This project implements Reinforcement Learning (RL) algorithms to train a model to play Flappy Bird game. The code is designed to provide a demonstration of Q-learning in action, showcasing how an agent learns to navigate and improve its performance in the Flappy Bird environment.
The SmartFlappyBird
class is the main component of this project, incorporating the Q-learning algorithm to train an agent to play Flappy Bird.
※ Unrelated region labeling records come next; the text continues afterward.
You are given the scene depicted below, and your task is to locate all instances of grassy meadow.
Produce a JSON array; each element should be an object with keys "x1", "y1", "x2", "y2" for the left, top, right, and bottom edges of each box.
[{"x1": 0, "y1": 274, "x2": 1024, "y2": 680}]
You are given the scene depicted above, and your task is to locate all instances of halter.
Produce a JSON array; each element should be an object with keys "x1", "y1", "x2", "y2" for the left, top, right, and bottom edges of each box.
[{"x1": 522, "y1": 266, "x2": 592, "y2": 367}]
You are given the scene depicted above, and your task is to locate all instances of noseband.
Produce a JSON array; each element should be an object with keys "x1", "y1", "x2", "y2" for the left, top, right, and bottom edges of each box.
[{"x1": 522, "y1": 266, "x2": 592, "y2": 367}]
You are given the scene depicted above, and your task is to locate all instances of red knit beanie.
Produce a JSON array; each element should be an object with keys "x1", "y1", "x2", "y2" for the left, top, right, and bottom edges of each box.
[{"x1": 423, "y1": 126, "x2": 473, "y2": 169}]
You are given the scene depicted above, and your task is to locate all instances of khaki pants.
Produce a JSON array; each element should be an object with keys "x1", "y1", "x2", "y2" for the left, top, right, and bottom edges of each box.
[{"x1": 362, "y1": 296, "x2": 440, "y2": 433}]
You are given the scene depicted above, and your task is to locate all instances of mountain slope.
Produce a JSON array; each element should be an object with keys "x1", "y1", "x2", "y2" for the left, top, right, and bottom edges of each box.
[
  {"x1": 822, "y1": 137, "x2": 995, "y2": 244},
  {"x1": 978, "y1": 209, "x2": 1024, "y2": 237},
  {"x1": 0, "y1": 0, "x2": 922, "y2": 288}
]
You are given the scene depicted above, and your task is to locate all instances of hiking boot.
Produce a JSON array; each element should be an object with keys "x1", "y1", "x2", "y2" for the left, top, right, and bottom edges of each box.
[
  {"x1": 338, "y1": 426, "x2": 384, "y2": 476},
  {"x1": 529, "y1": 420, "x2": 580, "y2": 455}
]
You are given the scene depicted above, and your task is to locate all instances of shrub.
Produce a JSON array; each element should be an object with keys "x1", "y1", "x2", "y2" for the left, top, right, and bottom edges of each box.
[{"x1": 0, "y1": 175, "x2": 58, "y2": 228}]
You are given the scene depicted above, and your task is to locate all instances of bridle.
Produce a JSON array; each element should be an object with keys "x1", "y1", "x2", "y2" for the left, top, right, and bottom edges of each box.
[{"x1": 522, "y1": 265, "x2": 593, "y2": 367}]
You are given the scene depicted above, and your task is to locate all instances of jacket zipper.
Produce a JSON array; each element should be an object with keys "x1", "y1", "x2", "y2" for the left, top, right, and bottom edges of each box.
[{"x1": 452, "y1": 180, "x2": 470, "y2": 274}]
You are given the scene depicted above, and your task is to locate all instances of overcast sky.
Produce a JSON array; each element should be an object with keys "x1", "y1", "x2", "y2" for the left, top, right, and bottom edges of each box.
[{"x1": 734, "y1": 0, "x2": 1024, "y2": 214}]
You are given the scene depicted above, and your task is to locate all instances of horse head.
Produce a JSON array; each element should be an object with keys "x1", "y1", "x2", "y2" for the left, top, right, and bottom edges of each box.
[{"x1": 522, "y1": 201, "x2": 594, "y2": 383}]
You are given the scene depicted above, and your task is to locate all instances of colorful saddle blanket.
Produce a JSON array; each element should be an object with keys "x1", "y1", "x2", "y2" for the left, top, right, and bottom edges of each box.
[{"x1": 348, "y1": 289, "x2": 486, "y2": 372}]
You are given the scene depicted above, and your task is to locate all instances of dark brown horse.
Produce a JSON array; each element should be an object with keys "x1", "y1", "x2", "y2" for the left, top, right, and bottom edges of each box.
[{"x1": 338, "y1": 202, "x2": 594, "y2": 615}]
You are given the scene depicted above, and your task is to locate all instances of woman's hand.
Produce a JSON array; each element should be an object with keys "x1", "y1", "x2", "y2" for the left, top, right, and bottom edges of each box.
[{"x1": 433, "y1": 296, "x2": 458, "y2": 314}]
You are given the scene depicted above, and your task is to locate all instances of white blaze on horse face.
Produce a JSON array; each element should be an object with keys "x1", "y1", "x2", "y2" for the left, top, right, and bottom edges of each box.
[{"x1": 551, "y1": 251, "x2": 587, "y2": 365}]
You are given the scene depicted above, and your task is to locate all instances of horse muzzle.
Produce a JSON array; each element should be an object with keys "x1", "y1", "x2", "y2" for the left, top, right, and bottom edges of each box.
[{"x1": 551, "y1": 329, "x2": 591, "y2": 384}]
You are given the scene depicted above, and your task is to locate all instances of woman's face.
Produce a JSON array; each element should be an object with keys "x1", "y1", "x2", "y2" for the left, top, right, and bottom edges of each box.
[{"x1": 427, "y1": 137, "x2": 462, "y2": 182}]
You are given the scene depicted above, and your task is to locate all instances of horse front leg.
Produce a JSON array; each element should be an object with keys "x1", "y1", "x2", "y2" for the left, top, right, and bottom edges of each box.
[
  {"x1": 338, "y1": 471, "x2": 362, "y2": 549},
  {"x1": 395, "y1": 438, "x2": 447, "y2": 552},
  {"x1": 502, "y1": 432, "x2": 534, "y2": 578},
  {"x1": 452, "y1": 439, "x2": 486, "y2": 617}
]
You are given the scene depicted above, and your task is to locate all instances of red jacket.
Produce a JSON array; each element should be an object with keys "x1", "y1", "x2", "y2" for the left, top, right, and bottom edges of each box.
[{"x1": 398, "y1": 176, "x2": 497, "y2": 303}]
The game environment is provided by the flappy_bird_gym
library, and the core RL functions are implemented in the main file.
To run the project, follow these steps:
-
Clone the repository:
git clone https://github.com/mobinbr/RL_flappy_bird
-
Navigate to the project directory:
cd RL_flappy_bird
I suggest creating a virtual environment before proceeding with the following steps to mitigate potential issues.
-
Install the required dependencies:
pip install -r requirements.txt
Run the SmartFlappyBird class by executing the main file:
python main.py
This will initiate the training process for the specified number of iterations; wait for a few seconds (30 seconds or more for training)
you can speed up the program by lowering the FPS.
After training, the model will run in the Flappy Bird environment to demonstrate its learned behavior.
The Q-learning algorithm is implemented in the SmartFlappyBird
class. Key components include:
-
Q-values: The Q-values are stored in a Counter, and the Q-learning formula is used to update these values during training.
-
Policy Function: The
policy
method determines the action to be taken based on the current state, either by exploiting the learned Q-values or by choosing a random action with a certain probability. -
Reward Function: The
compute_reward
method calculates the reward for a given action, encouraging the agent to learn optimal strategies for maximizing its score. -
Training Loop: The
run_with_policy
method is responsible for training the model using the Q-learning algorithm. Therun_with_no_policy
method demonstrates the model's performance after training.
Adjust the parameters in the SmartFlappyBird class and the bird speed to customize the training process. Experiment with hyperparameters such as epsilon, alpha, and lambda to observe their impact on the agent's learning.